Twitter Abuse – A Perpetually Evolving Scandal
Everyday, 53 million tweets fly across the Twitter universe. These tweets cover a very wide range of subjects, from television shows to the minute details of a user’s private life. In today’s modern world, nothing is considered out of bounds when it comes to updating your social media profiles.
The rise of social media has been nothing short of phenomenal. It has reshaped everything from the way we get our news to the ways we interact with brands and our favourite products. However, there is also a glaring sinister side to social media.
Sites such as Twitter, Facebook and Ask.fm offer bullies and renegade users the chance to abuse and torment others from the shielded comfort of their phone, laptop or desktop. During this past fortnight, the negative side of social media has dominated the news, primarily the abuse of an MP and woman’s rights campaigners, and the suicide of a British schoolgirl who was relentlessly tormented online.
This type of activity has led to many companies and celebrities looking to the services of online and digital PR companies like PHA Media in London.
Both Twitter and Ask.fm, of course, have gone into PR overdrive in an attempt to deflect any criticism. The UK head of Twitter, Tony Wang, personally apologised to the two women involved in the recent Twitter abuse scandal, whilst Ask.fm has published an open letter sent to Hannah Smith, the girl who took her life after enduring relentless bullying on the site.
In the first case, that of Stella Creasy and Caroline Criado-Perez, an average of 50 abusive tweets were sent in the aftermath of a campaign to get more female British greats on our bank-notes. The nasty abuse highlighted a glaring issue within Twitter; the lack of an abuse button.

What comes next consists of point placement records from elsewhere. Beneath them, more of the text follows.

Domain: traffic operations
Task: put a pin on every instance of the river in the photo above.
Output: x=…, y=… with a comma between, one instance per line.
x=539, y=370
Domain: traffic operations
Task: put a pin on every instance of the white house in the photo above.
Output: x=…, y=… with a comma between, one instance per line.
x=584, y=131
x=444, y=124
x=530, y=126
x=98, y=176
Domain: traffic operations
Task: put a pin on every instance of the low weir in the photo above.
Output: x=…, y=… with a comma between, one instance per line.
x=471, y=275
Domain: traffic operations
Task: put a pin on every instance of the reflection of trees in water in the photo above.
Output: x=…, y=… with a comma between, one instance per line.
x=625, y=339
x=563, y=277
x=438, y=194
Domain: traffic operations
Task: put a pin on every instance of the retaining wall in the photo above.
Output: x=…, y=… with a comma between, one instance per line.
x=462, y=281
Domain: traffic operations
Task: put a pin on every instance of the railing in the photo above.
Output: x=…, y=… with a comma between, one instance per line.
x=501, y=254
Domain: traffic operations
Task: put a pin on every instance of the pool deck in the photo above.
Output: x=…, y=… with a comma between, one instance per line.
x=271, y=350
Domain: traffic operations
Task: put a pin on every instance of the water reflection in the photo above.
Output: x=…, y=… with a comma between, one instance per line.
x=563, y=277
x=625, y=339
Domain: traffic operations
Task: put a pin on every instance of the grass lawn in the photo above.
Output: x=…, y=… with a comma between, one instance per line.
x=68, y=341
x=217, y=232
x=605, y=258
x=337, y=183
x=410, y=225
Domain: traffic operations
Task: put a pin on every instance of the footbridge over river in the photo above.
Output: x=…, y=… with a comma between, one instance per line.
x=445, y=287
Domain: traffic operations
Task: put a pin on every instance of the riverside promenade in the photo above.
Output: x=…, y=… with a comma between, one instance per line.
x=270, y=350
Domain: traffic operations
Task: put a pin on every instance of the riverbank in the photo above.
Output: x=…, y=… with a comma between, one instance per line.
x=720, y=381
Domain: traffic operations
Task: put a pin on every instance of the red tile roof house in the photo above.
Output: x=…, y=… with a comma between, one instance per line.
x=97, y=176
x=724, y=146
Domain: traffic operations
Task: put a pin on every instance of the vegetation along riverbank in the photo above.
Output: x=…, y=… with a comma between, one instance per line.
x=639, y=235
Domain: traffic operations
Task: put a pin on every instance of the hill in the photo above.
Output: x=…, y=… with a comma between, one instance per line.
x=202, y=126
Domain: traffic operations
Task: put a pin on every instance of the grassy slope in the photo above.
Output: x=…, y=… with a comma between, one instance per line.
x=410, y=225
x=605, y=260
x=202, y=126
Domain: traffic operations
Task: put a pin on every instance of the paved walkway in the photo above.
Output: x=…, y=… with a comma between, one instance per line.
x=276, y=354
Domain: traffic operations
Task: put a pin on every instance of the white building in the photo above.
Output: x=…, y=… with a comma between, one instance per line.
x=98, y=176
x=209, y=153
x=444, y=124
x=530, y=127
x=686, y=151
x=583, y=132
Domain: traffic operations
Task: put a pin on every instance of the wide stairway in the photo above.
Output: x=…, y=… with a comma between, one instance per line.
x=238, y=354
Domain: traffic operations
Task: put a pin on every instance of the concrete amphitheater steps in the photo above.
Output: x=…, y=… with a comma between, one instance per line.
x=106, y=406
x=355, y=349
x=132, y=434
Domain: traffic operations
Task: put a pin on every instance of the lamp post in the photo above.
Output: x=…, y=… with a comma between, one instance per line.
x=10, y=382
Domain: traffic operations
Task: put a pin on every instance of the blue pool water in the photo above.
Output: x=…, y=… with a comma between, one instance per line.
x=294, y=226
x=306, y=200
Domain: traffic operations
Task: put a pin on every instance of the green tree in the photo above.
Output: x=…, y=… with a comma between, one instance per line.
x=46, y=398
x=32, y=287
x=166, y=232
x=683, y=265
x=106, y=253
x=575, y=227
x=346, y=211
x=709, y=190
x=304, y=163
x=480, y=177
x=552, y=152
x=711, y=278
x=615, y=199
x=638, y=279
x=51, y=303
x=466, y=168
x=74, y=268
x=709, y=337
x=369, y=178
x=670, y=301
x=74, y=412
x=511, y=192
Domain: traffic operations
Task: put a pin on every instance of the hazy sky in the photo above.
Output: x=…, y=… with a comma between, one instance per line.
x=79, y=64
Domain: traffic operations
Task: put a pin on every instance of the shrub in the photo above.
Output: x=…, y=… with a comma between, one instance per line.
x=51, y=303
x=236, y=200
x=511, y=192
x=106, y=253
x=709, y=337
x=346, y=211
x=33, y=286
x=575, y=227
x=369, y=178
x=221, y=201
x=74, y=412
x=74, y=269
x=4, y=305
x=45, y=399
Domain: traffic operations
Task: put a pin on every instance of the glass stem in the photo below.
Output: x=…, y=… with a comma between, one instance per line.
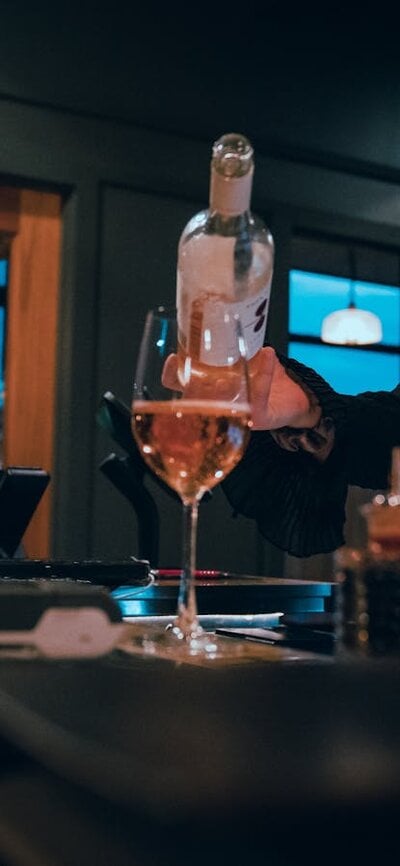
x=187, y=620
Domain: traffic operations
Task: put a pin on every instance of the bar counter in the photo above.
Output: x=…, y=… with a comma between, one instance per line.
x=133, y=760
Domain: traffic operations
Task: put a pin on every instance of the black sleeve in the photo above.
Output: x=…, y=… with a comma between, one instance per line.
x=298, y=502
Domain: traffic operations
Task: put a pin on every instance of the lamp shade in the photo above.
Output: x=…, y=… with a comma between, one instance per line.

In the case of Hannah Smith, users are allowed to post anonymously, a structure that ‘trolls’ take advantage of to bully online. Trolls constantly abused Hannah Smith, bullying her about her appearance, her family and her interests. The tragedy has seemingly inflicted irreparable damage on Ask.fm, with several sponsors and backers pulling the financial plug.
The introduction of an abuse button, following a petition signed by some 130,000 people, is a positive step for Twitter. Whether it acts as a repellent to would-be trolls remains to be seen. However, surely law and order is needed? There seems to be a scatter gun approach to policing social media. Teenagers are arrested for racially abusing sportsman, yet rape threats are apparently ignored until the pressure to act becomes too much.
Governments need to sit down with Social Media leaders in order to construct formal and serious guidelines. Unless this happens, it seems that the next tragic abuse incident is just around the corner.